Oct 28, 2017 12:43 PM
Answers · 15
Yes, this is true. However the British remember whether our clocks go forward or backwards by one hour at the end of March and end of November by saying "Spring forward and Fall back"
October 28, 2017
Yes and no. Language is never quite that simple, and the US/GB distinction is never as straightforward as people think. American English uses both words, but most commonly 'fall'. AE speakers say 'fall' for everyday use, and 'autumn' to sound romantic or poetic. It's typical, I believe, for American English speakers to talk about the beautiful 'autumn colours' that you can see around this time of year.
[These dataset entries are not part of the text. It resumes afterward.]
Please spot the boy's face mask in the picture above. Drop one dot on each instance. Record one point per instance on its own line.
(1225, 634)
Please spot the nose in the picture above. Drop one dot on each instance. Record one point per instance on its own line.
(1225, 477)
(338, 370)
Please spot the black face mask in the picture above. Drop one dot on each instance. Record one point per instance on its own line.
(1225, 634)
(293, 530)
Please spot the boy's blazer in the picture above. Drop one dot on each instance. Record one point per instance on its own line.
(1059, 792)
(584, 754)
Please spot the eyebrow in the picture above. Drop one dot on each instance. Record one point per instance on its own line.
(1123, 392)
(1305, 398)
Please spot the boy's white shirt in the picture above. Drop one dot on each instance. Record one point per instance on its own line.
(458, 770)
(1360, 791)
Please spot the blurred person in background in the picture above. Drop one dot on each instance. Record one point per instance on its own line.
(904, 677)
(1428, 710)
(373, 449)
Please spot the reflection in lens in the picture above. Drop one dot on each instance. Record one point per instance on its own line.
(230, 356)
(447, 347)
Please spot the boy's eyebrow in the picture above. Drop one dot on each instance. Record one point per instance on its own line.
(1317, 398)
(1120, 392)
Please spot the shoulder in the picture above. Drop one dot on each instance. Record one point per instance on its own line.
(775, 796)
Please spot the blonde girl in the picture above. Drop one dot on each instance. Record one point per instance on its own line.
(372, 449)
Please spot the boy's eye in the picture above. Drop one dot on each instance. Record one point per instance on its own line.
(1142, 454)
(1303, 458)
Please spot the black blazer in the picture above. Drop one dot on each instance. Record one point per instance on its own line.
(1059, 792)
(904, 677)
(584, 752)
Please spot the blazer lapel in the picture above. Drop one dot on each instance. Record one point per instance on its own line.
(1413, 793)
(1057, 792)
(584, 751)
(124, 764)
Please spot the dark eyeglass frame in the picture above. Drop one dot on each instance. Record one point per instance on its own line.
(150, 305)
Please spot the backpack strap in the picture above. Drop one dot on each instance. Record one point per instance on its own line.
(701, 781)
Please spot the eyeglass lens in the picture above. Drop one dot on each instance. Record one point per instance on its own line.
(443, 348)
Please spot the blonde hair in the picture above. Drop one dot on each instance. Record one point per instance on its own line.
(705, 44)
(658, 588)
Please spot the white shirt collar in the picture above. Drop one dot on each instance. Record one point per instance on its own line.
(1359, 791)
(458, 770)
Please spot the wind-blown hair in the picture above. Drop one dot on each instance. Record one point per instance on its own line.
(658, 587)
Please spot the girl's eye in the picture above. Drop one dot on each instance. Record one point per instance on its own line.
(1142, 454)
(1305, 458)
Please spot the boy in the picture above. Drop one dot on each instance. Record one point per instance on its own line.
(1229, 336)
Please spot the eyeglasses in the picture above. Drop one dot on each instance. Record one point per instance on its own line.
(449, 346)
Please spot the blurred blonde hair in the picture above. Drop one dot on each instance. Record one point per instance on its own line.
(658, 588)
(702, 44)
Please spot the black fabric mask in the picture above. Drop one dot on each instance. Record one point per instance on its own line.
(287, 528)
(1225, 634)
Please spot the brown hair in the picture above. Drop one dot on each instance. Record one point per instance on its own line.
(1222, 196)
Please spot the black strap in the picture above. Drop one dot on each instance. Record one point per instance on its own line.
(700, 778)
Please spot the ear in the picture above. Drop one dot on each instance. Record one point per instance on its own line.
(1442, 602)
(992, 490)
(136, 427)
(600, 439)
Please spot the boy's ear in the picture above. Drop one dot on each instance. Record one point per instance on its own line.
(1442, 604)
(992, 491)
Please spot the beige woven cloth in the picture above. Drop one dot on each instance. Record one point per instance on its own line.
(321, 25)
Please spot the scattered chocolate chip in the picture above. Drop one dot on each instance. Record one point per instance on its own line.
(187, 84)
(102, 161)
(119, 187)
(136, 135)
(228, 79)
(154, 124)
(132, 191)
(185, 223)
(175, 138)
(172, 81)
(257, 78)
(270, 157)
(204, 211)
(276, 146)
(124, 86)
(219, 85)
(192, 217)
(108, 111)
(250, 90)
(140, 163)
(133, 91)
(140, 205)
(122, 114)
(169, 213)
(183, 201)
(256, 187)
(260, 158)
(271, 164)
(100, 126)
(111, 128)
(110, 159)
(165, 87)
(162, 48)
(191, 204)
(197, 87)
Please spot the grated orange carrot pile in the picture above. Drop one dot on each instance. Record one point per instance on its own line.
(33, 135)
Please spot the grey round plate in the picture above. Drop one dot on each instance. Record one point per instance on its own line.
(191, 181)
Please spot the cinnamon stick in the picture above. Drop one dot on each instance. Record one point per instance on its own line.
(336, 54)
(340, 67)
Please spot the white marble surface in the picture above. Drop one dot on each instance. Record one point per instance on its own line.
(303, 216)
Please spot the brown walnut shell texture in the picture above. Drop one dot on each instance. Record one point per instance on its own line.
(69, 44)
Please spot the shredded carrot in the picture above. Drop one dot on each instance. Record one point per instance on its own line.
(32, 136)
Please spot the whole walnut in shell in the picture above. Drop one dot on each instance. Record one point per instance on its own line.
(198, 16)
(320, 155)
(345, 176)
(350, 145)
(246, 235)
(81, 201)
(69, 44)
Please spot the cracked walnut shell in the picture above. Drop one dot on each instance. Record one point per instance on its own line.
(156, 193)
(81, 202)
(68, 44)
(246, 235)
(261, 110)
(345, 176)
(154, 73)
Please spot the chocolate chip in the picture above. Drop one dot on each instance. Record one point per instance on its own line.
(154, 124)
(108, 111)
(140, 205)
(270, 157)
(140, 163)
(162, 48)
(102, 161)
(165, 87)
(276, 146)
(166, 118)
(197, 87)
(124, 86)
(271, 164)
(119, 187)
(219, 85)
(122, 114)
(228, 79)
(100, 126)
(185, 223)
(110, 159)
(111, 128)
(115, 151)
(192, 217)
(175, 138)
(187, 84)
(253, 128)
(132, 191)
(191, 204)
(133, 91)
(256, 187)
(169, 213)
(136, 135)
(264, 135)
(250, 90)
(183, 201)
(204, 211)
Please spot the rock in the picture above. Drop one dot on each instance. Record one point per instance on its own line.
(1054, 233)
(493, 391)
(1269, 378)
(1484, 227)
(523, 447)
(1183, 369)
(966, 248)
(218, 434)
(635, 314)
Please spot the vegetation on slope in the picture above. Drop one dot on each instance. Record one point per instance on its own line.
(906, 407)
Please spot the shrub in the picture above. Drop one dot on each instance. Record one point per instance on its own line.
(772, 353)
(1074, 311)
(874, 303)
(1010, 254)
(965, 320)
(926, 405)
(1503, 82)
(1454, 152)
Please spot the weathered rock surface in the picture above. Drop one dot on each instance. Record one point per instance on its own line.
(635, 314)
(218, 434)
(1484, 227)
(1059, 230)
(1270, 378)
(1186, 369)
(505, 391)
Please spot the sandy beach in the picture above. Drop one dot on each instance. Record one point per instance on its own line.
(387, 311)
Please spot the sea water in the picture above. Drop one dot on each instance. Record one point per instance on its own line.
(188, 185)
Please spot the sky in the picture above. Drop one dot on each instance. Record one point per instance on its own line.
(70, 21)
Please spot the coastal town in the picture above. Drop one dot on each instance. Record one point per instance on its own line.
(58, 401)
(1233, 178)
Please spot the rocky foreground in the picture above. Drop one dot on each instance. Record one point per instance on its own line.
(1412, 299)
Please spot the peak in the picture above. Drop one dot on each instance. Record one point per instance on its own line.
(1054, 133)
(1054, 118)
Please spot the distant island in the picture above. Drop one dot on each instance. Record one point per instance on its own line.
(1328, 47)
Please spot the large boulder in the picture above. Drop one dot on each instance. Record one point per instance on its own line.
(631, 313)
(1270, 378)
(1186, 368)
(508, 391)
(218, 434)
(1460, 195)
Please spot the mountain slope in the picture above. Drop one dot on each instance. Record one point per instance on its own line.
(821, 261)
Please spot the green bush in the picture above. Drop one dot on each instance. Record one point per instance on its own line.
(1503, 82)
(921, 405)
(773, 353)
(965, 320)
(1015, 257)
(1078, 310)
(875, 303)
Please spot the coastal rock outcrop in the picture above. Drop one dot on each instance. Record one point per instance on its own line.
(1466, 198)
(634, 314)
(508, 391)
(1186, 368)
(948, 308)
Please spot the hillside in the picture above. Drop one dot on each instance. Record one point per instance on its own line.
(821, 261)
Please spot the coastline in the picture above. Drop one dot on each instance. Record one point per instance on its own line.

So, even though 'fall' is the word which AE speakers use most of the time, this does not make 'autumn' a specifically British word. For Americans, it's just a less common alternative. In British English, we always say 'autumn'. Nobody says 'fall' in Britain. The only exception is the little mnemonic which Norman mentions above, and British children who haven't picked up 'fall' from American TV might need to have 'fall backward' explained to them. That said, most people are aware that 'fall' is used in American English.
October 28, 2017
Autumn is more used by British people, and fall is more used by American people; however, you will hear both American and British people use them. Hope that helps.